1. Can I get a quick divorce?
In Australia, there is no such thing as an instantaneous or a fast divorce. In order to apply for divorce, partners must be separated for a period of at least 12 months. If there is a period of failed reconciliation for three months or more, the 12-month separation restarts. From applying for a divorce to finalising one, typically takes at least four months.
2. What if we have been living together for the separation period?
It’s still possible to get a divorce but you need to provide evidence that you’re separated. This might include ceasing sexual activity, living in separate rooms, having different bank accounts, cooking your own meals and being open about your split to friends, family and even neighbours.
3. We haven’t been married long, does this mean a divorce will take less time?
If you’ve been married less than two years, you and your spouse will first need to attend a mediation session and obtain a certificate from your counsellor. If this cannot be done for special reasons, an affidavit needs to be filed. Afterwards, standard divorce procedures apply, including the 12 month separation period.
4. If my partner doesn’t want a divorce, is it still possible?
As long as you can prove that your marriage has ‘irretrievably broken down’, grounds for divorce are established. However, all partners have the right to know about the divorce hearing and there are strict deadlines in regards to submitting court documents. If your partner opposes a divorce, they can file a response prior to the hearing.
5. Can I remarry immediately after divorce?
Once you receive your divorce certificate, your new marital status is not considered final for another month. So no, don’t remarry immediately – it’s considered bigamy!
6. Will the courts punish me because I had an affair?
Under Australian law there is a ‘no fault’ jurisdiction, which means the divorce doesn’t require blame to be shifted. Instead, the court requires the 12-month separation to see that the marriage has ‘irretrievably broken down’.

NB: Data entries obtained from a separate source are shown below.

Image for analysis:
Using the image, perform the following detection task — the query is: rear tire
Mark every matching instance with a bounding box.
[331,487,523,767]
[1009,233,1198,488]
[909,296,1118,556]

7. Does a divorce include parenting and asset arrangements?
You will need to make parenting and property arrangements outside of divorce. If you wish for the courts to engage in your matrimonial asset matters, note that the application needs to be received within 12 months of the finalisation of the divorce.

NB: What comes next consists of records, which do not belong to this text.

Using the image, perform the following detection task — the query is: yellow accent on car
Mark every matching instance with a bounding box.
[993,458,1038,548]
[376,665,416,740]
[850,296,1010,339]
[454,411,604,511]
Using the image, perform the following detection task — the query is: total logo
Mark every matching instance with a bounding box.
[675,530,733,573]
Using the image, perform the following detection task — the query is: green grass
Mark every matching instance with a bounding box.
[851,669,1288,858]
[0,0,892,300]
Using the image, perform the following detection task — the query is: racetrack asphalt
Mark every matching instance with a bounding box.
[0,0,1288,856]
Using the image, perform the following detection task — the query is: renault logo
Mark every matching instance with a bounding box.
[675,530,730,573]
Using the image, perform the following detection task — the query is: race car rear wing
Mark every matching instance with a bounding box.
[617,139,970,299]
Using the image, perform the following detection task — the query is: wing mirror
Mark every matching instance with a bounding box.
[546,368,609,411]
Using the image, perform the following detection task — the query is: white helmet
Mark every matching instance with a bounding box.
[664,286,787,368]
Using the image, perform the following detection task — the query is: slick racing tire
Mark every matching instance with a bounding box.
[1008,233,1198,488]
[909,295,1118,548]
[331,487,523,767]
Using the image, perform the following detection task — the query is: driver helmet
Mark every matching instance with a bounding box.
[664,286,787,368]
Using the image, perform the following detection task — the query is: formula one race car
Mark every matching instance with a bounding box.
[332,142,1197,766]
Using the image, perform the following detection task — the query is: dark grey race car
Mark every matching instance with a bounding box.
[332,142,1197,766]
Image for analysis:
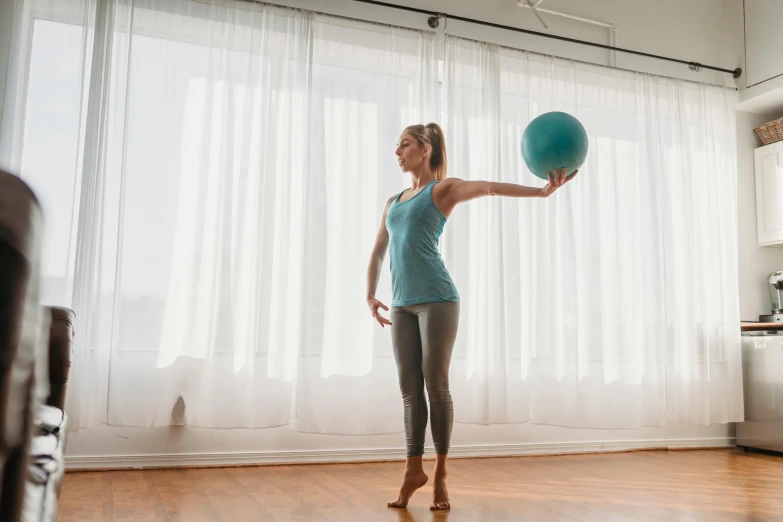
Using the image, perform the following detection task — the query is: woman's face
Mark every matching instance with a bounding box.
[396,132,429,172]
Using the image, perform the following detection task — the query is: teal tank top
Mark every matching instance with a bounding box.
[386,181,459,306]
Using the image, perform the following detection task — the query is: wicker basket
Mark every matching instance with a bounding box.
[753,118,783,145]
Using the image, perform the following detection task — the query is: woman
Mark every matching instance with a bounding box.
[367,123,574,509]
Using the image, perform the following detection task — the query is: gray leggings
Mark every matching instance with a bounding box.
[390,301,459,457]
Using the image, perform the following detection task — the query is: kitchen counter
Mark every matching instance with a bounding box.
[740,323,783,332]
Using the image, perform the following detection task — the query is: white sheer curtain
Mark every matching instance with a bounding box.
[0,0,742,434]
[443,38,743,428]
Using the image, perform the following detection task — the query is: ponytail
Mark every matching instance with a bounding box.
[405,123,447,181]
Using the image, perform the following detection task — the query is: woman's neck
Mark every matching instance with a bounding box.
[411,169,435,191]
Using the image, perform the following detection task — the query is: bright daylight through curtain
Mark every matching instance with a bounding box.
[0,0,743,434]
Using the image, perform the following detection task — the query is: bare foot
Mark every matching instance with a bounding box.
[386,470,429,507]
[430,472,451,510]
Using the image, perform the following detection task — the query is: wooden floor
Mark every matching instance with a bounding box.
[60,450,783,522]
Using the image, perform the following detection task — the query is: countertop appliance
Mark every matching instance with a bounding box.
[736,332,783,454]
[759,271,783,323]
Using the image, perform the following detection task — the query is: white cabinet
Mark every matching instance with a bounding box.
[755,142,783,246]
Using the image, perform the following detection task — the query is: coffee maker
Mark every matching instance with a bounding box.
[759,271,783,323]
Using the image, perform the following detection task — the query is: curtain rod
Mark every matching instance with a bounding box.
[352,0,742,80]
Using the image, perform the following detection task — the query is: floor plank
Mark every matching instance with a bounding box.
[60,450,783,522]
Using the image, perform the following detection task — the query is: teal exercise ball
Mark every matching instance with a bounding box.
[522,112,587,179]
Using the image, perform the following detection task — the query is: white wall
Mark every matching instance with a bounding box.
[745,0,783,86]
[0,0,14,126]
[62,0,748,467]
[270,0,744,86]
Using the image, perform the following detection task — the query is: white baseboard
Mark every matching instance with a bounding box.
[65,437,734,471]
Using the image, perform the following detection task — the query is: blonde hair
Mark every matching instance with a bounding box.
[405,123,446,181]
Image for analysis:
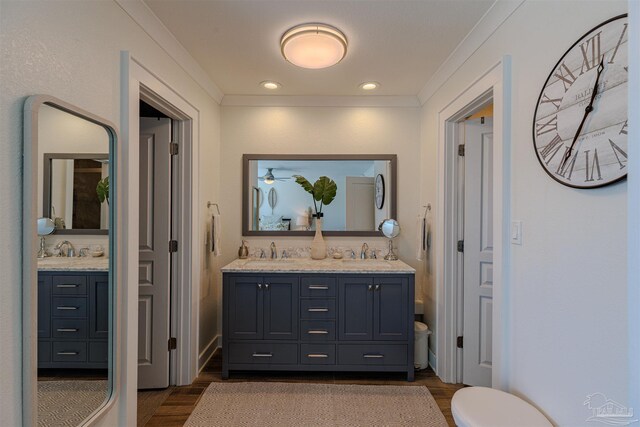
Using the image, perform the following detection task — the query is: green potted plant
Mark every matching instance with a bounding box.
[293,175,338,259]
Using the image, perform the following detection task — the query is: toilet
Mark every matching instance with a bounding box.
[451,387,553,427]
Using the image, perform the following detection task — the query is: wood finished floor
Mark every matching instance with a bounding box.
[138,351,462,427]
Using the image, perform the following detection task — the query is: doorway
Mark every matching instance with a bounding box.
[138,100,174,390]
[456,104,493,387]
[434,56,511,389]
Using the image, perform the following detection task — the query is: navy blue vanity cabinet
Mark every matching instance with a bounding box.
[222,272,414,381]
[38,271,109,369]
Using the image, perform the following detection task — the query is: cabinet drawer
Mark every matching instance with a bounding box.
[51,276,87,295]
[338,344,408,365]
[229,343,298,364]
[52,319,87,338]
[300,276,336,297]
[52,341,87,362]
[300,299,336,319]
[300,320,336,341]
[51,297,87,317]
[300,344,336,365]
[89,341,109,363]
[38,341,51,363]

8. Do the courts always side with wives over husbands?
Australian law is guided by fair principles. For example, if a disagreement over sharing of matrimonial assets occurs, the court takes into account non-financial and financial contribution of each party. In terms of parenting disagreements, the court focuses on what is in the best interest of the child.
9. Do I have to wait until after a divorce to reuse my maiden name?
You are allowed to revert back to your maiden name before, during and after your divorce. For changing the name of children, both parents have to give consent.
10. Is it possible to get divorced without a lawyer?
You can apply for divorce online and attend to the documents yourself. However, by seeking legal representation, you’re going to ensure your rights are represented.
11. If I got married overseas, can I get a divorce in Australia?
If you live in Australia, are a citizen or resident then you can apply for divorce in this country. You’ll need a copy of your marriage certificate and if it’s not in English, there’s some additional documentation you need to provide.